Last year, the U.S. Food and Drug Administration approved 41 new drugs and biologics for use in medical treatment, the highest number of approvals in 18 years. And yet despite this high, the output of new drugs over the past several decades has demonstrated fluctuating yet flat trends in number of approvals. At the same time, pharmaceutical industry R&D spending continues to rise dramatically, leading many to question the efficiency of the drug development and regulatory review process.
In a new Health Affairs paper (subscription required) we contend that traditional metrics linked to biomedical innovation—i.e., annual number of drugs approved, and costs and success rates at each stage of drug development—do not fully characterize the innovation process or its impact on health outcomes and health care costs.
Graphic courtesy of Health Affairs
These metrics fail to fully examine the factors that truly influence innovation (see Figure 1). For example, Figure 1 provides little understanding of the significance of new drug counts, the potential disconnect between R&D spending and drug approvals, or what the impact of approved drugs might be for patients. Further, these metrics do not allow policymakers and researchers to understand which factors may be influencing the success (or failure) of certain drugs and/or what additional disease areas or conditions might benefit most from new policy efforts or legislative action.

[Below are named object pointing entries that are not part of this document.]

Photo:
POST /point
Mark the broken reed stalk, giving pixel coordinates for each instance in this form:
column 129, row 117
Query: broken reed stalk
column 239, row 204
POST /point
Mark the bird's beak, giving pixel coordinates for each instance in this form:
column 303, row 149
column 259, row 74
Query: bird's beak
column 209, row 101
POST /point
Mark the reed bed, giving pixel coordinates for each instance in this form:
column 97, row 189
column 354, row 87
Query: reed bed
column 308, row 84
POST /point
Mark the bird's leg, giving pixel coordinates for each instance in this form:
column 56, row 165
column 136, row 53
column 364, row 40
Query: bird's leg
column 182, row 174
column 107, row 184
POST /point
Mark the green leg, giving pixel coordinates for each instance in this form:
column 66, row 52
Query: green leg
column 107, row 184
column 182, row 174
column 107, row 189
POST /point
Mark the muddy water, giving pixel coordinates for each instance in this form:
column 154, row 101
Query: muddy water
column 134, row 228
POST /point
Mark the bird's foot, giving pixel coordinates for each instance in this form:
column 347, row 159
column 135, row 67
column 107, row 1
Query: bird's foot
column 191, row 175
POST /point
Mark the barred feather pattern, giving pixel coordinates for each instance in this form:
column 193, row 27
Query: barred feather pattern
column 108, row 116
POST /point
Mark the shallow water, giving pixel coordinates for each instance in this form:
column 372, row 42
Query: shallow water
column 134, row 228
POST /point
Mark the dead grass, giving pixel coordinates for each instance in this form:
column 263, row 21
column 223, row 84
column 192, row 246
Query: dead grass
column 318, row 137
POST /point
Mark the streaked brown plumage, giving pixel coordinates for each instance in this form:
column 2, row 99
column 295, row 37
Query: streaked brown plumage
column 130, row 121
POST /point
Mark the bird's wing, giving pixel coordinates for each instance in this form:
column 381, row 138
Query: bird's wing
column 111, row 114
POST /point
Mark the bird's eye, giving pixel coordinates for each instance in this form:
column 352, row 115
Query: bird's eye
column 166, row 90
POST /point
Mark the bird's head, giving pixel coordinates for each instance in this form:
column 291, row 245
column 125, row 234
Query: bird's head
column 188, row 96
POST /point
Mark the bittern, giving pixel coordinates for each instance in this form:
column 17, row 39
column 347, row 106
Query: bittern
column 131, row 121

For instance, over the last two weeks alone, we have significant policy proposals, including the U.S. House of Representatives’ 21st Century Cures initiative and the Obama Administration’s Precision Medicine Initiative. These ideas and others like them need to be supported by data-driven evidence to influence meaningful and effective policy change.

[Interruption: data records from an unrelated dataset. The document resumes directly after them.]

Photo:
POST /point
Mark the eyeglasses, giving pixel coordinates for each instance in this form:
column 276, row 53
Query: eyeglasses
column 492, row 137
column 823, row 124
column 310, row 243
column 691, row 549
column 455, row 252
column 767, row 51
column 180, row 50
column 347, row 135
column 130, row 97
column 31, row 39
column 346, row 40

An invaluable step for better understanding innovation would be to expand beyond analyzing approved drugs into surveying the universe of unsuccessfully developed investigational compounds that stalled or failed in development. For instance, are there common factors that lead to failure? Are there additional lessons we can learn from therapeutic areas with better track records? Answering these questions, and removing the “winner’s bias” that can be inherent in research that only analyzes approved drugs would be a significant step forward.

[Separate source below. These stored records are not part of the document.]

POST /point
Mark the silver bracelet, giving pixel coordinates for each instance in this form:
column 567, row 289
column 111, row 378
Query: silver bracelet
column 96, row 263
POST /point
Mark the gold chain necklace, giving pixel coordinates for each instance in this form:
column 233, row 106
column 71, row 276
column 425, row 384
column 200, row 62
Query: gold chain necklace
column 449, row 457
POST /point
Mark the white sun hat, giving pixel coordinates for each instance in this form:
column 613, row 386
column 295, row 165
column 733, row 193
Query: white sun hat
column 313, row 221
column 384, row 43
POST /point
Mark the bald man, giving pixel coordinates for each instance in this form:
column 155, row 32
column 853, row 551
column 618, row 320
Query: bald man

Encouraging Better Tracking and Data Analysis
How can we begin to build a more robust database and research framework to improve measurement of innovation?
In our paper written with colleagues from the Deerfield Institute, we emphasize the importance of a new database to address major gaps in data collection and analysis that can be used broadly across stakeholder groups. As depicted in Figure 2, we believe the database should address four major categories of research that measure:
- Characteristics of approved drugs that go beyond basic counts of new drugs, and incorporate factors such as disease area, funders, clinical development time and regulatory review time;
- Impact of new drugs on health outcomes, including patient’s ability to access the drug, patient health outcomes and the effect of new drugs on cost of care;
- Drivers of development success that highlight not only why a particular drug was approved, but also why investigational drugs that do not reach regulatory approval stalled or failed; and
- “Macro” influences on innovation, including data on therapeutic/disease area characteristics, independent research efforts by patient advocacy groups and the effect of regulatory and legislative actions.
Graphic courtesy of Health Affairs.
As we discuss in the paper, however, simply seeking more detailed analyses of approved drugs will not paint the entire picture of clinical development and regulatory review. Another important step, and arguably one that is a bit further down the road, is to develop more standardized ways to measure true innovation and the actual impact new treatments have for patients across multiple disease areas. Without finding a better way to link trends in development and approval to measurements of downstream effects, we risk continuing to define innovation in a vacuum.
In the end, we can only ever improve biomedical innovation if we better understand when, where, and how it succeeds or comes up short. Our team at Brookings feels the time is right to begin working collaboratively toward such an aim.